When Steam Was King In The USA

A Long, Long Time Ago….

In a modern soulless world, where multiple units rule, we can only dream of the days when steam locomotives pounded the rails, speeding at up to 100 mph on crack express trains. Even more so in the USA, when there was not much left after 1960. So much so, that I never saw a regular steam operation in that country. In fact by the time I was born in 1952, the days of the Milwaukee Road Hiawatha’s and other great US icons, were at an end.

20th Century Limited back in steam days. Source Unknown

One thing for sure is that there were some massive machines operating back then, as this rare colour photo of a 2-8-2 on the Pensylvania Railroad demonstrates

2-8-2 at Renovo PA in 1956. Photo Ron Wright

US Railway Photographer, Ron Wright was around in those days and managed to capture some of the last days of US steam in his excellent website.

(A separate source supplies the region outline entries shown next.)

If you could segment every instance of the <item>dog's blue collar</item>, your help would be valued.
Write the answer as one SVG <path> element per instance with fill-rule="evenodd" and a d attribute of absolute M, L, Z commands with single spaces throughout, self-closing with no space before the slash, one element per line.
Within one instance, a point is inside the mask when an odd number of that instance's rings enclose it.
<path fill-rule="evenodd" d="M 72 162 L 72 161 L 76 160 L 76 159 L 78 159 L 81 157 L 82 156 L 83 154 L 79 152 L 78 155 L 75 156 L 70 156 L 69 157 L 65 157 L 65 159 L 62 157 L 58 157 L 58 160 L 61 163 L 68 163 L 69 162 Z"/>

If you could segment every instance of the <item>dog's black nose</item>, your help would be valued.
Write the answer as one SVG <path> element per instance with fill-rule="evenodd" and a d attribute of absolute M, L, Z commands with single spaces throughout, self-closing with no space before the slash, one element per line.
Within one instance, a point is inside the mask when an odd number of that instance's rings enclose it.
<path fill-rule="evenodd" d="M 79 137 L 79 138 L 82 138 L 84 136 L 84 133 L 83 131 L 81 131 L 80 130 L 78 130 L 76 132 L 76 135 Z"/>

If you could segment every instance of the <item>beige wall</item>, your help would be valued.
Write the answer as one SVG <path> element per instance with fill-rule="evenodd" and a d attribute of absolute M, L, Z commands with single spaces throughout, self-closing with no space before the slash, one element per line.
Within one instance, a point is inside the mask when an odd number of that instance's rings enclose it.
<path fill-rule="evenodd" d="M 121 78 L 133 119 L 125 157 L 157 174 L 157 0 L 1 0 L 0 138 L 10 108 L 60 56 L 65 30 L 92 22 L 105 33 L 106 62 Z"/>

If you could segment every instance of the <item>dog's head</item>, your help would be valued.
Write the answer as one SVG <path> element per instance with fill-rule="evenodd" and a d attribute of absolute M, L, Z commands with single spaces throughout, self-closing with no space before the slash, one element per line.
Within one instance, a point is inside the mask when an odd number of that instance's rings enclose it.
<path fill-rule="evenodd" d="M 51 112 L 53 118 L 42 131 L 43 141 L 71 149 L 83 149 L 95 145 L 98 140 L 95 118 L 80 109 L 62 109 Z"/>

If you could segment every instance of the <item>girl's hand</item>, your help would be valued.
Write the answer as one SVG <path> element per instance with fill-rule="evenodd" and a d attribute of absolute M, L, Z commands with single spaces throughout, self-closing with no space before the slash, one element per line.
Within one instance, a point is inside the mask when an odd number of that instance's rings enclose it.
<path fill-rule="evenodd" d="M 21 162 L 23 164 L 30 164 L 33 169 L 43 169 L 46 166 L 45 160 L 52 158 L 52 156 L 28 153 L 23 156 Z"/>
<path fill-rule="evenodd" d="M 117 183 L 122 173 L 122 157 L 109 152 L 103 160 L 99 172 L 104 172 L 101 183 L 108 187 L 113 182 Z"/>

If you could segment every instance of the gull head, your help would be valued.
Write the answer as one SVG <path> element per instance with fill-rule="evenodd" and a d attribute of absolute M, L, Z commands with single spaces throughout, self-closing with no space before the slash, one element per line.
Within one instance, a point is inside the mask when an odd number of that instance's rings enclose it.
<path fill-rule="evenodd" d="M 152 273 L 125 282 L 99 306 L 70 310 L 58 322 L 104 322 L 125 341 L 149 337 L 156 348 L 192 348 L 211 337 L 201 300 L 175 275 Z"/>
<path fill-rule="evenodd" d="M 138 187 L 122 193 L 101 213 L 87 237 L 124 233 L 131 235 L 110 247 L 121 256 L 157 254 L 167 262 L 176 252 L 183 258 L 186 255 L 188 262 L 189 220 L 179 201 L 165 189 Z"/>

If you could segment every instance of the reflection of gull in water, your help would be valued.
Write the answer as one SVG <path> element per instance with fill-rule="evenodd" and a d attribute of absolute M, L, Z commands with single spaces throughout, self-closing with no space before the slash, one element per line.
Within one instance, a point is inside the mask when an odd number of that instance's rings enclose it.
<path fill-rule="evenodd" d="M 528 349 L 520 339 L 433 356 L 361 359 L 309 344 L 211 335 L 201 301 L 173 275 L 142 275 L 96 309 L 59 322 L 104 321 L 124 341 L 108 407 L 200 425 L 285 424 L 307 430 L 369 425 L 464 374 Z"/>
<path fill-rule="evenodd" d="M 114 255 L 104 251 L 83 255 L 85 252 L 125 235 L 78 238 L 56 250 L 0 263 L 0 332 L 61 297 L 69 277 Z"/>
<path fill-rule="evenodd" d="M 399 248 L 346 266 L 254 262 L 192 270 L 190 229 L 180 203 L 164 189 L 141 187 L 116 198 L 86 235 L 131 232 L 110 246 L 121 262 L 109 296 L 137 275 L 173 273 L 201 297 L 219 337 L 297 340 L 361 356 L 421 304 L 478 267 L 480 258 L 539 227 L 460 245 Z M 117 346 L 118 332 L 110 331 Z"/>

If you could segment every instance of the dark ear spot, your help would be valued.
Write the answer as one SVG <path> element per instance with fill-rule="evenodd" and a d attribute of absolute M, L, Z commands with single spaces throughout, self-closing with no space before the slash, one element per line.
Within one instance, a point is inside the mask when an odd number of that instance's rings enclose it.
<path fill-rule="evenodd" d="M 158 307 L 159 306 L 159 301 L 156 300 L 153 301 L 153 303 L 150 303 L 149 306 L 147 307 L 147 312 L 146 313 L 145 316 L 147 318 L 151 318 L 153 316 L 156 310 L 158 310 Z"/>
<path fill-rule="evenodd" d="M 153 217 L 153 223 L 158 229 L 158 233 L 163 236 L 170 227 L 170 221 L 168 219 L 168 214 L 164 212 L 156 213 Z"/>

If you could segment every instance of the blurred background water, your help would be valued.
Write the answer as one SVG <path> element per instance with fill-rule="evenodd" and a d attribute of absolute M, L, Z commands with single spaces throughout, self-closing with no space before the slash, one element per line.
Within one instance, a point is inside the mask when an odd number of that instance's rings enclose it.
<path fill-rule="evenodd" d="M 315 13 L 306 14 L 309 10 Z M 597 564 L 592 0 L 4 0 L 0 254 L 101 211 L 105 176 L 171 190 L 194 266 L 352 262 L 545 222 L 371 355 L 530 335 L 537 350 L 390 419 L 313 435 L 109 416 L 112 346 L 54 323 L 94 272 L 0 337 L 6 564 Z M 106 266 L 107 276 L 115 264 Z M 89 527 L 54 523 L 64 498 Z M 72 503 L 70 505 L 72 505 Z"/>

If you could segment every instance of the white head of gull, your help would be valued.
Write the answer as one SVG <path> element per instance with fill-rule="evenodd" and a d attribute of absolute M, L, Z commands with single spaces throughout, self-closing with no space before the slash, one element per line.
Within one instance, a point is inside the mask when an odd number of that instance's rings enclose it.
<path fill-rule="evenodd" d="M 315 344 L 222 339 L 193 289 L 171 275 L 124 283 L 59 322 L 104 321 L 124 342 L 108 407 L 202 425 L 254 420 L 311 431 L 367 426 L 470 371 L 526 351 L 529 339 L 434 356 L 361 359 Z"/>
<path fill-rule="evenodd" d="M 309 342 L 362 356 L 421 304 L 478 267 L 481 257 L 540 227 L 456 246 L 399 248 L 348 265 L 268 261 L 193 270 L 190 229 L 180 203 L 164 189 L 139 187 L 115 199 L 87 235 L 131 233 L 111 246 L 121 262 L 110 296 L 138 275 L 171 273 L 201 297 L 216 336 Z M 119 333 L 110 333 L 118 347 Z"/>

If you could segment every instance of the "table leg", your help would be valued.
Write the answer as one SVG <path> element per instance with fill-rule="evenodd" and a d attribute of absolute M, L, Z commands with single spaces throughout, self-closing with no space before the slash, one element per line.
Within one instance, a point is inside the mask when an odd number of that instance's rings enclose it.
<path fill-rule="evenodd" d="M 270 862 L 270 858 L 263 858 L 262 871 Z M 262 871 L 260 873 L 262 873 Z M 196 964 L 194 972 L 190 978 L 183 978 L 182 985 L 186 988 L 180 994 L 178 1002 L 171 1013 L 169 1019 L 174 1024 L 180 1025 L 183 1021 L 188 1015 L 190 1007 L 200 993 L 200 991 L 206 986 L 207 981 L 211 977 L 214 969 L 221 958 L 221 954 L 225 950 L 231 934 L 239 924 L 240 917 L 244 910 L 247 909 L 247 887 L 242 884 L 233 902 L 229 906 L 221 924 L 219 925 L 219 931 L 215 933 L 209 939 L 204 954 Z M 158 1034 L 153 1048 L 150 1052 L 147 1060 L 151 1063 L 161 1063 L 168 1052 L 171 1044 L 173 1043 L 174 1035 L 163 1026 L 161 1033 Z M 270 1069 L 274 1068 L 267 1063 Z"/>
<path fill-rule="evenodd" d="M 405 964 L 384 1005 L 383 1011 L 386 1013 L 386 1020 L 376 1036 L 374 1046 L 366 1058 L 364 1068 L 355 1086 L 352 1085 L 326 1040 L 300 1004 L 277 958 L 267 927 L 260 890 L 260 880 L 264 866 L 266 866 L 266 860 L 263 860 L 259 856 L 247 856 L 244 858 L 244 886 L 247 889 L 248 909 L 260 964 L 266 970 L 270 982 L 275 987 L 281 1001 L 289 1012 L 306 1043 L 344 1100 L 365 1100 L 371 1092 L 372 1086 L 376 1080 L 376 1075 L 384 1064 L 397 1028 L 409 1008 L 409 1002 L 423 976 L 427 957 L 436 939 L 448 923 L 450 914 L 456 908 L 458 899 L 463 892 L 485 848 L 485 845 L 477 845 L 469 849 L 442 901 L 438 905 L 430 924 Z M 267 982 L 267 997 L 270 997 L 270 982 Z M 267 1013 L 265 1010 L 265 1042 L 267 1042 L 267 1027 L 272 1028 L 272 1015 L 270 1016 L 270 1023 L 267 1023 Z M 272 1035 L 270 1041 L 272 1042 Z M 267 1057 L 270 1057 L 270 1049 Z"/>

Due to this being so long ago, there is not a lot of decent footage around for us to review. I found this classic of a photo on the famous Horshoe Curve.

PRR J1 nearing Kittanning Point on Horseshoe Curve. Source Pinterest

It must have been something to ride on massive double headers on the Union Pacific Railroad, or the huge compounds on the Chesapeake & Ohio Railway. Mind you, in Australia double headed AD60 class put on quite a display, and that was in 1972, well after the demise of US steam.

Double headed 2-6-6-2 Mallets on the Chesapeake & Ohio Railway

As an Aussie, please excuse me for adding my take on steam power unleashed in Australia as a pair of 60 class garratts haul a heavy coal load from a standing start on a 1 in 40.

Massive stream power of 126,980 pounds tractive effort, as NSW AD60 class Garratts back to back haul a load up the 1 in 40 grade on Fassifern bank. Photo by John Gaydon December 1972

These days are long gone, as we only have preserved locos hauling feeble loads, often with diesel assistance these days. What is the world coming too?